Knowlington had been sober for twenty-three days before last night. Then, on the ground at KKMC, waiting for his umpteenth debriefing, someone had stuck a beer in his hand and he’d slipped down a long, familiar hole.
Wrong.
No one made him drink the beer. He didn’t slip, he went willingly. He took the beer and drank it, then got another and another.
There were extenuating circumstances. He’d gotten back from a hellacious sortie north, fighting the odds to help rescue one of his pilots, one of his kids. B.J. Dixon had been a ground FAC, helping a Delta team spot Scuds deep in Iraq territory. Dixon — who was or at least ought to be sleeping in his quarters in nearby Tent City — had saved the life of one of the Delta boys but got separated from them in the process. Devil squadron had found him and brought him home.

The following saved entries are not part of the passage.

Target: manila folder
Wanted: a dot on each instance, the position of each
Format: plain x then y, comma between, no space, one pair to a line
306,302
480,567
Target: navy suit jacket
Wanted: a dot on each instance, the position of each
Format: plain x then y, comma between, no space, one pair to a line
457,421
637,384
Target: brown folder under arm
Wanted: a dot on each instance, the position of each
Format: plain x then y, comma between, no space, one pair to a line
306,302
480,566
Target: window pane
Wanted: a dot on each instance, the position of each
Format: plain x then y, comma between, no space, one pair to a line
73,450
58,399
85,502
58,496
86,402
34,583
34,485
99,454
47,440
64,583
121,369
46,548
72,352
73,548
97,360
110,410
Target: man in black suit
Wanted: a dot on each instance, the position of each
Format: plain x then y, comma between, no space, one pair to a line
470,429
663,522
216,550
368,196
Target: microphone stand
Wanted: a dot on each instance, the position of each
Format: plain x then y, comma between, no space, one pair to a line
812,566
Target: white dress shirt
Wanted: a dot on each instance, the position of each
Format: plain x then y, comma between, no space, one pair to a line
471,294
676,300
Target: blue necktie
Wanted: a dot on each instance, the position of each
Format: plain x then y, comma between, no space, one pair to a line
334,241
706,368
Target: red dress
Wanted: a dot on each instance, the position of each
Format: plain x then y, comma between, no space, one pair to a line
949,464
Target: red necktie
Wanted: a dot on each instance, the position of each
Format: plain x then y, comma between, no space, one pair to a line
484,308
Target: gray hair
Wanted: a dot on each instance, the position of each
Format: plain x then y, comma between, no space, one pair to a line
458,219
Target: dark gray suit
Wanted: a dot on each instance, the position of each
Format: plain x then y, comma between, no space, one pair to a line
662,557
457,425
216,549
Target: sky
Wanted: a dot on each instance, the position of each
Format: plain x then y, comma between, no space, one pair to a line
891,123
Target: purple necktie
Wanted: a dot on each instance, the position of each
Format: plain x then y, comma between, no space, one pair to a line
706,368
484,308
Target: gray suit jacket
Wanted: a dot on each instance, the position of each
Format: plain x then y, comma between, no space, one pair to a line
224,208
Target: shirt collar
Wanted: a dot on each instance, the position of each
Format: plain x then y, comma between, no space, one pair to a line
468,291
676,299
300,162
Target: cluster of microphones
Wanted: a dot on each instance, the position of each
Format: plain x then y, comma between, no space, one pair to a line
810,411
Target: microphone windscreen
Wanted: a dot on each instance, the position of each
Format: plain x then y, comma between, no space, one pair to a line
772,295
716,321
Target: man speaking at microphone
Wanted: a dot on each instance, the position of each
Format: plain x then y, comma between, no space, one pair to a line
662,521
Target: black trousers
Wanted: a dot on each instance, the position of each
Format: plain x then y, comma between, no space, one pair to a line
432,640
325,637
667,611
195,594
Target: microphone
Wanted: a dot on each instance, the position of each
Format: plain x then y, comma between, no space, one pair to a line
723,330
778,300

As squadron commander, Knowlington had felt responsible for the kid and went along personally to bail him out. Everything had gone well — too damned well, which was the problem. He’d let his guard down.
Liar!
He’d wished for it. He’d known what was happening. The tingle in his mouth, the roar in his head — he knew what he was doing.
Just a few beers.
How long had he been sober before that? Two weeks? Three? He couldn’t even remember now.

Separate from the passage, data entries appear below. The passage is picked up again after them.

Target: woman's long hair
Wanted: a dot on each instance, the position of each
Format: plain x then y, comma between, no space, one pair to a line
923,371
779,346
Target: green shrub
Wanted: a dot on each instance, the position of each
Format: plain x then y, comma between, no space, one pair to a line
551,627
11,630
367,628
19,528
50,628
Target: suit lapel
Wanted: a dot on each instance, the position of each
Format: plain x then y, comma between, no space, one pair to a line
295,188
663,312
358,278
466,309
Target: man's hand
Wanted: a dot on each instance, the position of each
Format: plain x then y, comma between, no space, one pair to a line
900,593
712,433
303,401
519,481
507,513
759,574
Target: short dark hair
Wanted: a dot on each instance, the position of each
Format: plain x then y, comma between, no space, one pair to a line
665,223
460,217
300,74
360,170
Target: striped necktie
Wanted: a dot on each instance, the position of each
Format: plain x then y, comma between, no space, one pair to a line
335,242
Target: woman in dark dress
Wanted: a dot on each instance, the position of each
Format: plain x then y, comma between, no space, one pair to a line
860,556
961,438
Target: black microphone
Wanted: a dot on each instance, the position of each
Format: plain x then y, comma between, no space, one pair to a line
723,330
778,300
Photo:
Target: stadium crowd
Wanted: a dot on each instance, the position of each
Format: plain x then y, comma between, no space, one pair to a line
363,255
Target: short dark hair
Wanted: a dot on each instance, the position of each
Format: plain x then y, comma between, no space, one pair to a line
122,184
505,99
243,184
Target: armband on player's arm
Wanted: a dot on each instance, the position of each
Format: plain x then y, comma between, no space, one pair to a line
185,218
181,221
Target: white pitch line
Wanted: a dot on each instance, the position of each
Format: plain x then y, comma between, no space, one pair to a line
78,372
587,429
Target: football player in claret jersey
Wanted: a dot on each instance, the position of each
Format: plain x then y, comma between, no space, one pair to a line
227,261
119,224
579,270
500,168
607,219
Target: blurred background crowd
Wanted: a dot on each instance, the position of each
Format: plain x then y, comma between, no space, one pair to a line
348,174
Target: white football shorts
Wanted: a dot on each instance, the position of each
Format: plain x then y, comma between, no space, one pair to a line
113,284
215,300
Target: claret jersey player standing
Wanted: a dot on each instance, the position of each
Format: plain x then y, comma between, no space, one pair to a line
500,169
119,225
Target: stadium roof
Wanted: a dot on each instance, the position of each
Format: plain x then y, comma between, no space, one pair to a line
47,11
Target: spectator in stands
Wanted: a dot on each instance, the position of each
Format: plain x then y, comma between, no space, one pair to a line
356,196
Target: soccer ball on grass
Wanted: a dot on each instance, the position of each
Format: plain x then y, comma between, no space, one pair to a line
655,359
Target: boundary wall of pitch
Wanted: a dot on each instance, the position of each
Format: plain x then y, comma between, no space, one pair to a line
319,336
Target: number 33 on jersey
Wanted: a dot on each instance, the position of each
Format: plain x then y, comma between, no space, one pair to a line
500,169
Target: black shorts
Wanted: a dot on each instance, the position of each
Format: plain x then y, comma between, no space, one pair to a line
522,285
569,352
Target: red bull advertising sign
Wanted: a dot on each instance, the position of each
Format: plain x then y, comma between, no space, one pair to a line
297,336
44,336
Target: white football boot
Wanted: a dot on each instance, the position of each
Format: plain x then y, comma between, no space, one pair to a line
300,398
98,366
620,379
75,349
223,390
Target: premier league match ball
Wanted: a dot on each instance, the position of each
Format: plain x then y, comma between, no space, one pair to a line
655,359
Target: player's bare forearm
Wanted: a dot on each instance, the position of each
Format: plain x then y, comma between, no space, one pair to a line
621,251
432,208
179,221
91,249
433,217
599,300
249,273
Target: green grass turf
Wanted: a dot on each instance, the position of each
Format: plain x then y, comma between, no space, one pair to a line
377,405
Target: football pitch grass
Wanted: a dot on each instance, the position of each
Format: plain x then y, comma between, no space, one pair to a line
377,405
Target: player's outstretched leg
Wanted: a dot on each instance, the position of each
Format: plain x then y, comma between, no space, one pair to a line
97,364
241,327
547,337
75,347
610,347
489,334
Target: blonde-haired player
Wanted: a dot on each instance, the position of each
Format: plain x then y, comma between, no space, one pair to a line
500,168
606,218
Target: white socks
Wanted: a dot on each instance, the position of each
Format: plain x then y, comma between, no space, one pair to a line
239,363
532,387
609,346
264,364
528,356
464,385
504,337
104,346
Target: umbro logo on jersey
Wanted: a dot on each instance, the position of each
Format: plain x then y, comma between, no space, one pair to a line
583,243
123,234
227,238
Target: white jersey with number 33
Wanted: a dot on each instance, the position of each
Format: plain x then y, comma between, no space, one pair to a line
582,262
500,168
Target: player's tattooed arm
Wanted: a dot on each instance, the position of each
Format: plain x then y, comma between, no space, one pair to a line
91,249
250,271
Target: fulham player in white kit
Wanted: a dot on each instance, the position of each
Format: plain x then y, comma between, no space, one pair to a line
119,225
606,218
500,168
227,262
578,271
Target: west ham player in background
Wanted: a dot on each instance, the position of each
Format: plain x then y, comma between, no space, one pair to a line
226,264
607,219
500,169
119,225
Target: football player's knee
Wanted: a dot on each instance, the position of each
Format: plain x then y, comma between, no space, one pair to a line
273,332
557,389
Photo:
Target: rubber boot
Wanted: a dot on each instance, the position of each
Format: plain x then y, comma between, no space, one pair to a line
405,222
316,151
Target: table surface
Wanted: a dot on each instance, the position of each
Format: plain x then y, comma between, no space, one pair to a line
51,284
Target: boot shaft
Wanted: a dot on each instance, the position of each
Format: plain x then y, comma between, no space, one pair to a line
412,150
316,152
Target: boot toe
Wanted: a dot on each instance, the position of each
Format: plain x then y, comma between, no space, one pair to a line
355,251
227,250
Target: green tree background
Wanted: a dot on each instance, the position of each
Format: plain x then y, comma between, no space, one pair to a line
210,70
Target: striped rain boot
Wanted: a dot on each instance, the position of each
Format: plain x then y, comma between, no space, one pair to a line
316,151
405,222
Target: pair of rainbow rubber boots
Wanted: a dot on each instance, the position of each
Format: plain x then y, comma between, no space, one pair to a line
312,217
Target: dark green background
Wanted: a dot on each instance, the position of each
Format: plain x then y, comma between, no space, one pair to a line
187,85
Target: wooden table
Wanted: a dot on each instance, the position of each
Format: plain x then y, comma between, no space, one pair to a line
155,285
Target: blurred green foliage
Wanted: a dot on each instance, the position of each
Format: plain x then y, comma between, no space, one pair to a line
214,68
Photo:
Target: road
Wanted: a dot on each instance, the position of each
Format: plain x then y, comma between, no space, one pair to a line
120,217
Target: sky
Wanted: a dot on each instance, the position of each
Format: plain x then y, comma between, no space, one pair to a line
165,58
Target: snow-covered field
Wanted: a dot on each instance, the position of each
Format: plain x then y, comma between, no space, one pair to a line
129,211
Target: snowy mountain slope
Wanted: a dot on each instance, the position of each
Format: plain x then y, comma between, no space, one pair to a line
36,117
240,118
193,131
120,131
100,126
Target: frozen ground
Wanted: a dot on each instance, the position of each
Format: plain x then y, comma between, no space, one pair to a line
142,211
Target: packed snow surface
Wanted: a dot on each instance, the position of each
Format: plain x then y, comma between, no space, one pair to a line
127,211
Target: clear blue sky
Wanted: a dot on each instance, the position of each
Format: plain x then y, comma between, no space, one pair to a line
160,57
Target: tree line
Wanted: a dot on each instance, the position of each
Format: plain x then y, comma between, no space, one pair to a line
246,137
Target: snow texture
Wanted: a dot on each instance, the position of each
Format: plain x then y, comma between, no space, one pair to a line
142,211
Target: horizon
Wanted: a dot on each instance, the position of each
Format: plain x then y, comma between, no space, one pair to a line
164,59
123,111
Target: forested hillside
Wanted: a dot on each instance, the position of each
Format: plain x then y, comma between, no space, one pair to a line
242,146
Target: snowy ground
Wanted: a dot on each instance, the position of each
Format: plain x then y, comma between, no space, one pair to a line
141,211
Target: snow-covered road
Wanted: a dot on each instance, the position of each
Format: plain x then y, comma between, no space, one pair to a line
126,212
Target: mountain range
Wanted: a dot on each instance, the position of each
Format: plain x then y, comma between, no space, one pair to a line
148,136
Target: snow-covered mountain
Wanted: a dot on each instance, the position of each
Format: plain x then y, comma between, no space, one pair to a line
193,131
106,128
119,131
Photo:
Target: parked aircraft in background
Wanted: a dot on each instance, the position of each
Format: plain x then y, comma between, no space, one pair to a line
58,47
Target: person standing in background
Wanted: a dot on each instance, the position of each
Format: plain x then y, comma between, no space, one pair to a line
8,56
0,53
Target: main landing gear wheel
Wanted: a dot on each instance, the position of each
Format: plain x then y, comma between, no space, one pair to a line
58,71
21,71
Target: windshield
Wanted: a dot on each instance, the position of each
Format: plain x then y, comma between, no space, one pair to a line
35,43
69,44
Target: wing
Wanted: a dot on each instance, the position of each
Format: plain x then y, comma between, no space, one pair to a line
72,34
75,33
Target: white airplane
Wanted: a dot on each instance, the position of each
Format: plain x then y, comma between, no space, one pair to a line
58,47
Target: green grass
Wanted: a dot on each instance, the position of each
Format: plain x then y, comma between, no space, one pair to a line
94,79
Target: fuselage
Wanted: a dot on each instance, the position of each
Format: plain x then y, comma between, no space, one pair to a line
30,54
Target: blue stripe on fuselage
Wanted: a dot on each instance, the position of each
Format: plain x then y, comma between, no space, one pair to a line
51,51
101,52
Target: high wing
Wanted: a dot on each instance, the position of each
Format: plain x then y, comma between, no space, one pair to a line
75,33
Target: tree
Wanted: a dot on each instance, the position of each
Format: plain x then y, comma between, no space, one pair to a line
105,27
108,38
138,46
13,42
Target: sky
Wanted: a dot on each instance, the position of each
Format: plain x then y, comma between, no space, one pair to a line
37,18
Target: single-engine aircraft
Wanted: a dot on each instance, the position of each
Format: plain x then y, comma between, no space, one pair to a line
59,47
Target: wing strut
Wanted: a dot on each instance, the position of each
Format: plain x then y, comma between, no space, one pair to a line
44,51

Yesterday, he could have counted the minutes.
Michael Knowlington pushed back in his office chair, staring at the blank wall of his trailer headquarters.
God, he wanted a drink.
It would take him ten minutes, fifteen tops, to walk over to the Depot, an illegal “club” located just off the base property. A few slugs of Jack Daniel’s and he’d be back on his feet.
He wasn’t fit to command the squadron. He should resign.
Someone knocked. Skull turned toward the door, waiting a moment before saying anything, though he had already recognized the familiar rhythm of knuckles tapping against the frame.
“Come,” he said.
Chief Master Sergeant Allen Clyston pushed into the small office like a bear inspecting a new cave.
Clyston was the squadron’s first sergeant — and much, much more. He personally oversaw the maintenance of Devil Squadron’s twelve Hogs. In the squadron’s stripped-down organization chart, every enlisted arrow pointed to him: Knowlington’s capo di capo, the colonel’s right arm — and his left, and his legs, eyes and ears. Clyston was the last of a veritable mafia of enlisted men who had helped Knowlington through half-a-dozen commands and assignments stretching back to the waning days of Vietnam.
“Allen.”
“Colonel.” Clyston groaned as he slipped onto the metal chair across from Knowlington’s desk. “Ought to let me find you a real chair.”
“Don’t want visitors getting too comfortable,” said Skull. He tried smiling, then realized how forced it must seem.
“I hear ya,” said the sergeant. He folded his arms around his chest, leaning back in the chair so his gray-speckled head touched the wall. “Got a problem I thought you could help with.”
“Fire away.”
“Got a fix for the INS units,” said Clyston, referring to the gear that helped the A-10As navigate. Though a basic piece of equipment, the gear was notoriously unreliable and needed constant readjustments. “Kind of a work-around-upgrade thing, but we need a pair of special diodes I can’t seem to get through the usual sources.” Clyston reached into his pocket for a piece of paper. “Becky Rosen says she can give them a five-year, sixty-thousand-mile warranty if she gets this stuff.”